/genevere

Contains a project for replication of data from A to B making use of high performance drivers.

Primary LanguageJavaApache License 2.0Apache-2.0

Genevere

Genevere is a generic ETL data pump written in Java designed to make it fast and easy to perform simple transfers of data between a source and a target.

The problems it is designed to solve:

  • In languages such as python, the drivers are often riddled with performance issues, incompatibilities and installation issues. Some drivers do not implement BULK inserts, which are absolute musts for high performance processing.
  • Java has great database drivers for any vendor/platform.
  • Java is optimized and for small programs, the JIT compiler makes the code as performant as native code and sometimes even better. This is a great feature for loops you'd typically have in ETL.
  • The code is made extensible for customizable transforms beyond the available ones or to make new source readers or target writers.
  • High performance data transfers through the use of record batching at source and target.
  • More dynamic languages like Python are great writing generalized code to extract data, but less great for having good performance in data transfers. So the idea is to continue to use more dynamic languages to generate the SQL to read and other parameters, but executing the actual transfer using Java if performance is quickly becoming a concern.
  • I've seen code where local files had to be generated to be able to transfer data using binary custom tools for a source or target system. Local files can become rather large and use a lot of local disk I/O, which can have bandwidth limitations. So the objective is to always transfer records in batches kept in memory.

Examples

There are some example files here:

https://github.com/gtoonstra/genevere/tree/master/examples

Design

  1. The design is created around the problem of "How do I get data from system A into system B as fast and easy as possible with as little effort as possible?"

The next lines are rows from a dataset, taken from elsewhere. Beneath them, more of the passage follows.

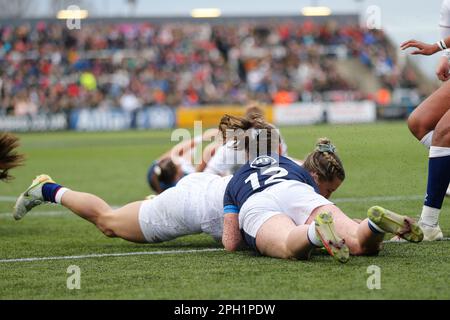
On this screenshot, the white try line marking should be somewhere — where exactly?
[0,248,223,263]
[0,195,425,203]
[0,238,450,263]
[331,195,425,203]
[0,196,17,202]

  2. For this, we analyze specific, typical operations in the code and design abstractions around them, so that we can generalize around them. This allows us to extend the library easily in the future.

We can identify:

  • A class for connecting to a remote system to read data (reader), pushing out records in batches of a configured size, driven by custom input parameters.
  • A class that knows about file formats if so required and can read and convert from a local file.
  • A list of "transform" classes which takes a record and returns a transformed record.
  • A class that can take the generalized data and convert that into a target file format.
  • A class for connecting to a remote system to write data (writer), writing records in batches of a configured size and committing the data at configured intervals if it is possible to do with that system.
  • Allow for easy extension by utilizing interfaces and dynamic instantiation of classes.
  1. The process is driven by a single command file, which configures the pipeline and then runs it.

  2. For security, credentials for both systems are picked up from 4 environment variables.

In Python, you'd typically connect to both systems, figure out what work needs to be done and then write command file(s) to run the pipelines.